In our last class we talked about open sourcing and the impact it’s had on programing. One of the big things we talked about was the issue of incentive.
A really interesting example of a two way incentive streak of open sourcing is open sourced video games. Certain manufacturers have allowed players to modify their games programs. This has created a whole community of video game modding. The mods range from the simple addition of new objects such as weapons, or armor, to complete game overhauls that add new factions, new locations, adjust in game physics, and in game mechanics, such as skill improvement and how characters interact.
on top a town in the Elder Scrolls IV, on the bottom is the same town shown when running the Better Cities mod, which increases the size and population of all the game world’s cities.

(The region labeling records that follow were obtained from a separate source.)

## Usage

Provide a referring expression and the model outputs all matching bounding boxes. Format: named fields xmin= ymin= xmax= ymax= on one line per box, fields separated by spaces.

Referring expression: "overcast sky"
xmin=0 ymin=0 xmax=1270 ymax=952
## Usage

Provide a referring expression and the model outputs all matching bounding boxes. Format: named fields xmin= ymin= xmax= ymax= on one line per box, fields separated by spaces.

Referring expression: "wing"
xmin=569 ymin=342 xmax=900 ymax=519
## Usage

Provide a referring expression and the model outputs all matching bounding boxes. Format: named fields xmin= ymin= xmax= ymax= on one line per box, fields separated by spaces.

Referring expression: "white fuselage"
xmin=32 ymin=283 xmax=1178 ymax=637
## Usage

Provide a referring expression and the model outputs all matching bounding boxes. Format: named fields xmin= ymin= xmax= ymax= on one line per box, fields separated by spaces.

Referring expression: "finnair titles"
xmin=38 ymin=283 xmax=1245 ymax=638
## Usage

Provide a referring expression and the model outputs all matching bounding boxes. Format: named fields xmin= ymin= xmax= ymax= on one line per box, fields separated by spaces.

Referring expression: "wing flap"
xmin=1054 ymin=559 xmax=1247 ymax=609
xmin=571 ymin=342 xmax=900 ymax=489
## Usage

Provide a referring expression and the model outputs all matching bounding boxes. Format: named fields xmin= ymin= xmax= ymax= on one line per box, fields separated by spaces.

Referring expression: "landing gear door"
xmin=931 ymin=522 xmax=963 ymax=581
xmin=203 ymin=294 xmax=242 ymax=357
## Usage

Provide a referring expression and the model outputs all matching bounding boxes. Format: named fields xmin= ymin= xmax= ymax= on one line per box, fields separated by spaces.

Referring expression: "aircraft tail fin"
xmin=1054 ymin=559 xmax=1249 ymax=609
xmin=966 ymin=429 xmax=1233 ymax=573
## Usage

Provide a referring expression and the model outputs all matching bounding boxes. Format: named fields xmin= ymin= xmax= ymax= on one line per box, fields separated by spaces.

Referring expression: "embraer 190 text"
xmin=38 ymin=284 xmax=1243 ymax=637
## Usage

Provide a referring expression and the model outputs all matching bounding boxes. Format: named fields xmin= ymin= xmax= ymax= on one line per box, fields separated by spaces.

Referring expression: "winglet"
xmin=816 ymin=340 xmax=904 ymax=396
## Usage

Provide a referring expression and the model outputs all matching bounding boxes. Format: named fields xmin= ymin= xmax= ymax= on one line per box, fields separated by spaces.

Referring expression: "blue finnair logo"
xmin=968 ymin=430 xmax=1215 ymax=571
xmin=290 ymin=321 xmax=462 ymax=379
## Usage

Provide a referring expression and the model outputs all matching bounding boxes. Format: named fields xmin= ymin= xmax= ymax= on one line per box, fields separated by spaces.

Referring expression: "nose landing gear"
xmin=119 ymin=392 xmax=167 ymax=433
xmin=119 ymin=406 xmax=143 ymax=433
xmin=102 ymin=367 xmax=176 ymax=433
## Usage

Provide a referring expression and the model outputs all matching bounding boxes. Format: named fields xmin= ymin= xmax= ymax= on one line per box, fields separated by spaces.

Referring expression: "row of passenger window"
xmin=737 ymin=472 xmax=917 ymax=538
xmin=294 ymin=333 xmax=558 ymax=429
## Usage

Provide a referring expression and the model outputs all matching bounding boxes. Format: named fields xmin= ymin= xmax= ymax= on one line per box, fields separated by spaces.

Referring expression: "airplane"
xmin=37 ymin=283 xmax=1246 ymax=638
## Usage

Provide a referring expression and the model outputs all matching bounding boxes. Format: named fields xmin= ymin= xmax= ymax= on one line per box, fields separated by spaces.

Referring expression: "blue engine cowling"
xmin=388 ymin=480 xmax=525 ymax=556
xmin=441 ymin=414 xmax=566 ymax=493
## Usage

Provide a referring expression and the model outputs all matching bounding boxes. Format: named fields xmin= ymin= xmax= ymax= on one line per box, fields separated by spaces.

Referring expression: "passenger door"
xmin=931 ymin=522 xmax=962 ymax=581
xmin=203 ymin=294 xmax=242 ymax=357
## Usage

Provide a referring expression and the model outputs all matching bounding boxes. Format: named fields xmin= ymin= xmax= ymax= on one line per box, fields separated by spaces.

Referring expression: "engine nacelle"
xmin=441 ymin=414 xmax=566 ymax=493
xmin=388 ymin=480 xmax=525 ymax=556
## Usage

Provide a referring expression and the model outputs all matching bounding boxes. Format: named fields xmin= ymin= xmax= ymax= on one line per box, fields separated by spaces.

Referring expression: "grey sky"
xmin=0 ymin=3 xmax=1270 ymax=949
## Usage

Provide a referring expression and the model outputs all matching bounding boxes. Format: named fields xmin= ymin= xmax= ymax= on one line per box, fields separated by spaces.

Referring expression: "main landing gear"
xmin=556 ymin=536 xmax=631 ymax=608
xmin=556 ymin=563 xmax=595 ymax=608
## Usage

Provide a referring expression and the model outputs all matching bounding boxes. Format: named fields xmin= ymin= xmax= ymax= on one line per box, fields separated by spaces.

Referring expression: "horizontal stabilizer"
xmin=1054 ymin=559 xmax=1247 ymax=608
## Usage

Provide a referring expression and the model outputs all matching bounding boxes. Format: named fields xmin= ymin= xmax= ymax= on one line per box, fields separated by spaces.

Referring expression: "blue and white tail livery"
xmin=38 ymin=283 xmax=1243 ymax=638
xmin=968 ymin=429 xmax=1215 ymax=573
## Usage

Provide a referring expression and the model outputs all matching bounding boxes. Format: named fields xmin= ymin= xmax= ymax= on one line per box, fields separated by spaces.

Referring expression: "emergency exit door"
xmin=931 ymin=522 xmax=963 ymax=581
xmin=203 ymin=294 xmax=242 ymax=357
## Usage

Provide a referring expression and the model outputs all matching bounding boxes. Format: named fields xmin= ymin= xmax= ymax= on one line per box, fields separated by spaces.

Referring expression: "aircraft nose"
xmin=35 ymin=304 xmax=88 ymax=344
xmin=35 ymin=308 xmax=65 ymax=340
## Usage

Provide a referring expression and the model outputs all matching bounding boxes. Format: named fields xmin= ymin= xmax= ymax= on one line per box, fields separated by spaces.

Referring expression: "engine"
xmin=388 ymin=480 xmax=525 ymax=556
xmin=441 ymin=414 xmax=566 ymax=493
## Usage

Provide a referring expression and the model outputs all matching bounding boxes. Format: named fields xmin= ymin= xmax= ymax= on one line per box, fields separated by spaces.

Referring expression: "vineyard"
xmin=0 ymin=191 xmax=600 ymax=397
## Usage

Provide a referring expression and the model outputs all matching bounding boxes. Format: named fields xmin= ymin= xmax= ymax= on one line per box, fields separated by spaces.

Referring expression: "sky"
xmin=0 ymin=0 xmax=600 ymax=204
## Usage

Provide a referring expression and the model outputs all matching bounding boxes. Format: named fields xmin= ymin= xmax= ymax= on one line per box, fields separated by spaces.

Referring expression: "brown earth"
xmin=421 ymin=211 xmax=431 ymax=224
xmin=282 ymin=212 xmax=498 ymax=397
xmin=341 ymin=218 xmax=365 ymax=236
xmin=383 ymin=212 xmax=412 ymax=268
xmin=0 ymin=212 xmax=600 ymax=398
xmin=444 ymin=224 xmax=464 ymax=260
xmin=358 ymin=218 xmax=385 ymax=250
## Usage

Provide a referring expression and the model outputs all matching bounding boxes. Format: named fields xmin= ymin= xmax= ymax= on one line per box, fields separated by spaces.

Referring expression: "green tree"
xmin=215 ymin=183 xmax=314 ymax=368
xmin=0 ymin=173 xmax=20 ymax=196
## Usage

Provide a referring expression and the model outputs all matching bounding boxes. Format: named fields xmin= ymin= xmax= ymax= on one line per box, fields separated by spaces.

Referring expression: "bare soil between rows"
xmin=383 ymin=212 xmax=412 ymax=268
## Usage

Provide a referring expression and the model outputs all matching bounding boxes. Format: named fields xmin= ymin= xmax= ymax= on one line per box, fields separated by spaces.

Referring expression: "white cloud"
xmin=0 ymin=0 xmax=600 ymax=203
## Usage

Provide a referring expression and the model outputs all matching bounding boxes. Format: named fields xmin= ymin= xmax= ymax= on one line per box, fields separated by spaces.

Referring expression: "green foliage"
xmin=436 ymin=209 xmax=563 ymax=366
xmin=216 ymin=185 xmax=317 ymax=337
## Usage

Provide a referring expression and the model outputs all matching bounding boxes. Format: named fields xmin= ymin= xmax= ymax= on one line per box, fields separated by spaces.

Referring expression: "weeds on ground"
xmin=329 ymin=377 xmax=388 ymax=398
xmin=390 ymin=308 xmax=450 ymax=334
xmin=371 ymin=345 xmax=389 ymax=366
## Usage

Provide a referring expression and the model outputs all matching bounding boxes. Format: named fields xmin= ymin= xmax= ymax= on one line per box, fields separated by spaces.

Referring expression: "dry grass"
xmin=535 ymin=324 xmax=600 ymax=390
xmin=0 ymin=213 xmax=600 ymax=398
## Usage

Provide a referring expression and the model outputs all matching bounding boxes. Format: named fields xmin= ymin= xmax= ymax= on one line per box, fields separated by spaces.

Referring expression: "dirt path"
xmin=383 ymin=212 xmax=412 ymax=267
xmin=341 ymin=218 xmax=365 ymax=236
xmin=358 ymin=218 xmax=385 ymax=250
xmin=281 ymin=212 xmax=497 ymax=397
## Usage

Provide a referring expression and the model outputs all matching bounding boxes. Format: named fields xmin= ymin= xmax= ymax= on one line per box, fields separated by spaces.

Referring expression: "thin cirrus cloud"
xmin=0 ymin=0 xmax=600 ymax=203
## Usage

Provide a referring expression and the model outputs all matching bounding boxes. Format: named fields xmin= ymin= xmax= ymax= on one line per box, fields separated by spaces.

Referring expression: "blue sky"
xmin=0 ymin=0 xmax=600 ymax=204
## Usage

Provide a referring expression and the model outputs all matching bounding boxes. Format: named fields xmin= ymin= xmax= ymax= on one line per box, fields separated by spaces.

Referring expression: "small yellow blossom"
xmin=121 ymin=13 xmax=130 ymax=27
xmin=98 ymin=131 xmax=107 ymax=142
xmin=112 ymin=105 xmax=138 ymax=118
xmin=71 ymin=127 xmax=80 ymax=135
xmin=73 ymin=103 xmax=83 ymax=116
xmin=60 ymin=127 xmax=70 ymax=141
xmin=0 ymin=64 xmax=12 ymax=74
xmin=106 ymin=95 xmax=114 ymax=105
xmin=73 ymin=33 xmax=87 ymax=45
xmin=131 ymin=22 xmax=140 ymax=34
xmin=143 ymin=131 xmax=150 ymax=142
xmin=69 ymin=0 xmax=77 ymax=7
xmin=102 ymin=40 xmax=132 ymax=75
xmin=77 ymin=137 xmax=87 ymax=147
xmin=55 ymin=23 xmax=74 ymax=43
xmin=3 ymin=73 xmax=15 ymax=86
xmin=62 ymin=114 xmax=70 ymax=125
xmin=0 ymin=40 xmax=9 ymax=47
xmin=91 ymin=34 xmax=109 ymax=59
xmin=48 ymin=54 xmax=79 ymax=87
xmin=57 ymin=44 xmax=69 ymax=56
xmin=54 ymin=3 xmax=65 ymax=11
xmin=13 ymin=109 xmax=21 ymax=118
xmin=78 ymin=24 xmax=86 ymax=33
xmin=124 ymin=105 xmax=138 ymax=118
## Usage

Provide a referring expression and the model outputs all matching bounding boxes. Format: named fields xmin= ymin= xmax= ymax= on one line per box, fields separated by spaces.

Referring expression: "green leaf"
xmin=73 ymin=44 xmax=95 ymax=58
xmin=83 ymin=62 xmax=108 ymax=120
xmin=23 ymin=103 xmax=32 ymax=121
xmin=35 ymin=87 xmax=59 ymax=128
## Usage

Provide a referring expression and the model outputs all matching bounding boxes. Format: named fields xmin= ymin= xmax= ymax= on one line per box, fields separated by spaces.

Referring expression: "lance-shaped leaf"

For the gamers the incentive is self motivated. They create these mods because it adds something to the game that they want to use. But what’s the motivation for the manufacturer to let gamers modify their games? To many manufacturers It’s like giving away your product for free. But some manufacturers have figured out how powerful modding can me from developer standpoint.
By letting players modify their games they increase the playing time of their product. Most video games, even those that are designed in the open sandbox format, have a limit to how many times they can be played without repeating the playing experience. By allowing their game to be modded it creates a renewed interest in their product, and nearly unlimited playing experience.
But the biggest motivation for manufacturers is product refinement. By looking at what types of mods are most poplar, manufacturers can get a in-depth understanding of what their players want to see in their next game.
One of the best examples of this is Bethesda and the Fallout game series. In their newest release of the series, Fallout New Vegas, they directly incorporated some of the most common mods created for their previous release Fallout 3.
However now that modding has gotten so popular with certain games, there is a concern among gamers that developers are releasing lower quality products. In a couple of major new releases players have complained of a higher amount of glitches then normal. One theory is that this is because fixing these bugs is the type of work that is not appealing to game developers and their relying on the fact that the moding community will compensate for it.